SV : L'hypoxie, c'est le
terme qu'emploient les scientifiques pour désigner un manque
d’oxygène. Le sujet est sensible, car il touche un certain nombre
de patients atteints par exemple de maladies respiratoires telles que
les broncho-pneumopathies chroniques ou encore de cardiopathies
congénitales. Pour leur apporter des solutions thérapeutiques, nous
nous appuyons sur différents modèles. Des animaux que nous exposons
à des conditions d'hypoxie. Et des êtres humains qui évoluent en
altitude.
D'où l'idée de cette
expédition, l'Expédition 5300 ?
SV : Nous avons déjà eu
l'occasion d'étudier des sujets de plaines exposés pendant
plusieurs jours à de hautes, voire de très hautes altitudes. Nous
avons pu montrer des modifications de circulation du sang et de
réactivité des vaisseaux. Et même un gonflement du cerveau. Nous
avons même pu mettre au point un masque à pression expiratoire
positive qui améliore de manière significative l'oxygénation
artérielle dans ces conditions difficiles. Avec l'Expédition 5300,
nous avons souhaité nous intéresser à une situation jamais encore
explorer : la vie à haute altitude.
C'est pourquoi vous avez
choisi d'installer, pour plusieurs semaines, votre laboratoire à La
Rinconada (Pérou), une ville située dans la cordillère des Andes.
SV : La Rinconada
constitue un cas unique d'habitat permanent d'êtres humains au-delà
de 5.000 mètres d'altitude. Là, quelque 50.000 hommes, femmes et
enfants naissent, grandissent et travaillent en étant exposés en
permanence à un taux d’oxygène diminué de 50 %. En France, les
patients sont placés sous oxygénothérapie avant même d'en arriver
à ce seuil. C'est dire à quel point les conditions de vie à La
Rinconada sont extrêmes. Et constituent pour nous un terrain d'étude
exceptionnel.
Que savez-vous de ce qui
vous attend là-bas ?
SV : Nous sommes la
première équipe scientifique à accéder à cette ville et à ces
habitants hors normes. Mais grâce à un jeune médecin local, nous
avons déjà collecté de premières données cliniques pour en
extraire quelques informations intéressantes. Des valeurs
d’hématocrite - comprenez le volume occupé par les globules
rouges dans le sang - pouvant atteindre les 75 % par exemple, alors
qu'une valeur moyenne se situe autour de 40 %, par exemple. En
France, de telles valeurs sont considérées comme critiques et
immédiatement traitées.
Pour nous, les conditions
de travail s'annoncent difficiles. Mais notre équipe est constituée
d'une quinzaine de scientifiques que nous savons plutôt tolérants à
l'altitude.
Concrètement, comment
allez-vous travailler et quels sont vos objectifs ?
SV : Nous nous installons
au Pérou pour six semaines - à La Rinconada pour un petit mois -
avec un laboratoire éphémère qui nous permettra de procéder à
une toute première évaluation génétique, hématologique et
cardiovasculaire de cette population. Une caractérisation à échelle multiple - des gènes à l'organisme dans son ensemble, pris
dans son environnement - qui, nous l'espérons, mettra en lumière
les facteurs d'adaptation à ces conditions extrêmes.
Le tout devrait nous
permettre d'abord de proposer, par la suite, une prise en charge
médicale adaptée à la population de La Rinconada. Nos résultats
devraient également aider les habitants des plaines qui souhaitent
voyager en altitude à mieux tolérer ces conditions particulières.

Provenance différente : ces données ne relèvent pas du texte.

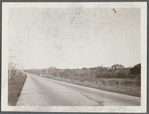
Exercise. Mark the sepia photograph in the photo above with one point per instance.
(74, 57)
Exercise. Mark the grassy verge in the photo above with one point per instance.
(123, 86)
(15, 85)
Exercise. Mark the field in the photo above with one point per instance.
(114, 80)
(15, 85)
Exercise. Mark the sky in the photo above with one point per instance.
(74, 37)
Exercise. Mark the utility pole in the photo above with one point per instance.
(10, 64)
(18, 68)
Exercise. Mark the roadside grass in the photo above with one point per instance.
(15, 85)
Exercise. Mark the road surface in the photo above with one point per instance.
(41, 91)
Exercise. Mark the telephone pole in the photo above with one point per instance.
(18, 68)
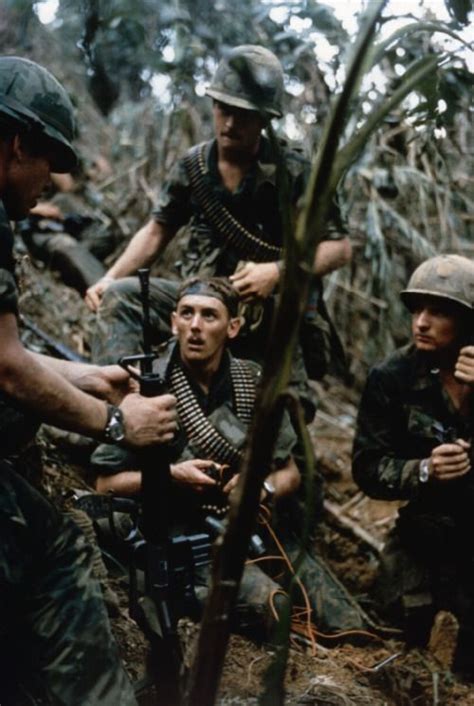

Et bien sûr, nos travaux ont pour ambition de faire progresser notre
compréhension de toutes ces pathologies déjà évoquées et qui se
caractérisent par un manque d'oxygène.
La station de ski de Val Thorens peut être considérée comme la ville la plus haute de France. Elle est établie à quelque 2.300 mètres d’altitude. Et dans le monde, ils ne sont que quelque 140 millions d’habitants à vivre à plus de 2.500 mètres d’altitude. C’est la ville de Cerro de Pasco (Pérou), située à environ 4.200 mètres, qui a donné lieu au plus grand nombre d’études scientifiques sur les difficultés de la vie permanente en altitude. En élevant la barre de plus de 1.000 mètres, l’Expédition 5300 promet de franchir un pas en matière de connaissance sur les effets de l’hypoxie sur l’être humain.